Toward a ‘‘Truly Religious’’ Christian Art

Saxl noted in his 1944 lecture that the earliest Christian works developed in pagan surroundings but that, by the fourth century, what he termed ‘‘truly religious’’ Christian groups of sculpture were created. He was referring to two groups of early Christian sarcophagi: those illustrating episodes from the Passion narratives; and those illustrating the institution of the Church, with the apostles pictured assembled around Christ, shown holding an open codex or scroll, instructing them in the new law. Both themes are presented in the apse at Santa Pudenziana: Christ is shown in the process of discourse, giving the law to the apostles, schooling them as they gather around him in what is probably intended to be a celestial setting, the heavenly Jerusalem, depicted by what are arguably Constantinian buildings in Jerusalem at the time. A glorious jeweled cross rises behind him, and the symbol of the sacrificial lamb was originally shown at his feet (Mathews 1993: fig. 72). This compositional type - Christ at the apex of his assembled apostles - could be experimented with easily, the central figure changed slightly without altering the general meaning of the scene.

The bulk of the evidence for such experimentation survives from sarcophagi, as Saxl was aware, and includes the series of so-called ‘‘star and wreath’’ sarcophagi - on the friezes of which the apostles approach the cross, bearing wreaths or raising their hands in veneration. A contemporary variant saw the cross replaced with the figure of Christ seated (as he is on the Junius Bassus sarcophagus and in the apse mosaic of Santa Pudenziana) or standing to deliver the new law, the traditio legis. An important example is now in the Musc-e Reattu, Arles, and is dated c. ad 380. It shows the apostles processing toward the cross, scrolls in hand, stars above their heads; and upon the cross the apostles Peter and Paul place a large victory wreath (Mathews 1993: fig. 126). The Pudenziana mosaic might in fact present a development of this theme for a public, monumental context, as opposed to a private, funerary one. Yet, experimentation with the compositional format and with the theme of celestial acclaim offered by the apostles either to the aniconic representation of Christ as victor (in the form of the triumphal cross) or to Christ himself, evidently took place in other contexts within the minor arts at an earlier date, and in unexpected ways. This is attested in the case of a rare carnelian gemstone, now in the British Museum, which can be dated to the middle of the fourth century (fig. 21.7), and about which more will be said below. Yet here we must note that with a small change to the central iconographic unit, the acclaim of Christ the philosopher or eternal ruler becomes the acclaim of the crucified but triumphant Christ - a defiant figure standing against his cross and depicted twice the size of his apostles.

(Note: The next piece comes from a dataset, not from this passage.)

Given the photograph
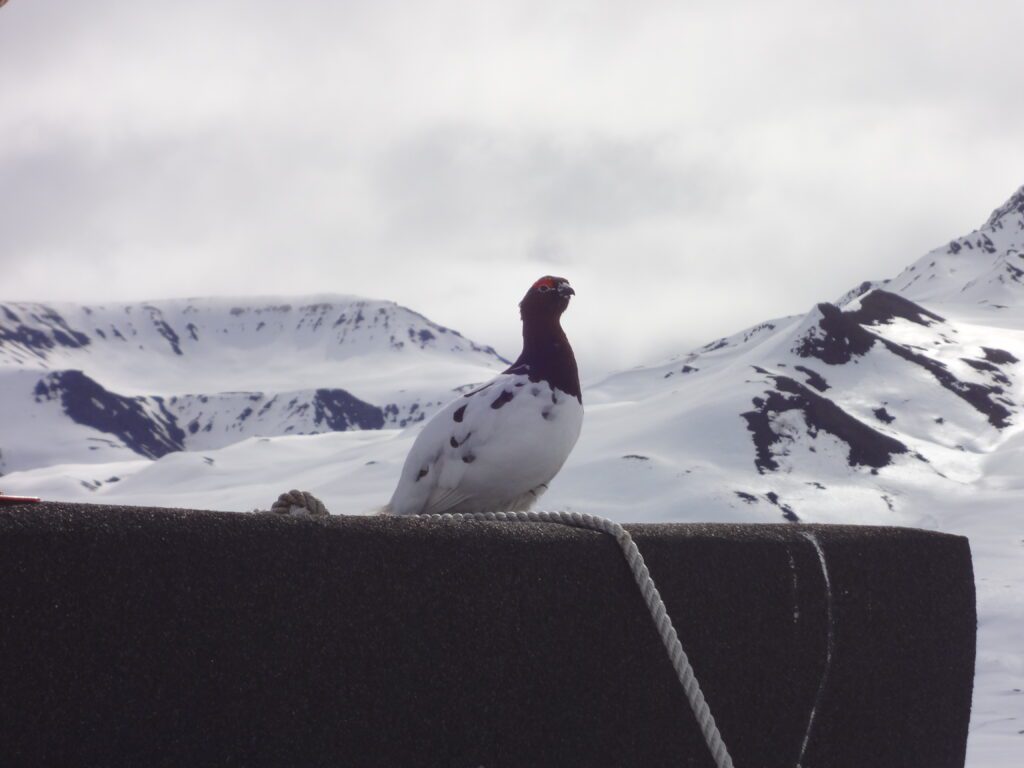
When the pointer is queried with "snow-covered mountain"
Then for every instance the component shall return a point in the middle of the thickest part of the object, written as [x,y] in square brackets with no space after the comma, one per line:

In the fourth century, therefore, when new modes of visual narration were supposedly arising and thus facilitating the depiction of narrative stories in Christian art, it was often the old modes and pagan iconographic types that were reused and adapted to say something new. Particular compositional formats, such as the emperor flanked by his retinue and in the act of distributing largesse to his people, ultimately provided Christians with a key template for their own experimentation with the visual representation of Christ himself, with more complex theological themes, and even text-based subjects. Critically, this includes those subjects that previously, scholars have argued, were omitted from early Christian art, precisely because artists had no iconographic precedents for them. This is nowhere more evident than in the still controversial case ofthe Crucifixion, an image famously central to Christian devotion, yet strikingly rare in early Christian art. Indeed, the London Crucifixion gem furnishes a remarkably fine instance that illustrates definitively both continuity and change, both the survival of pagan iconography and the paradoxically concurrent emergence of Christian innovation.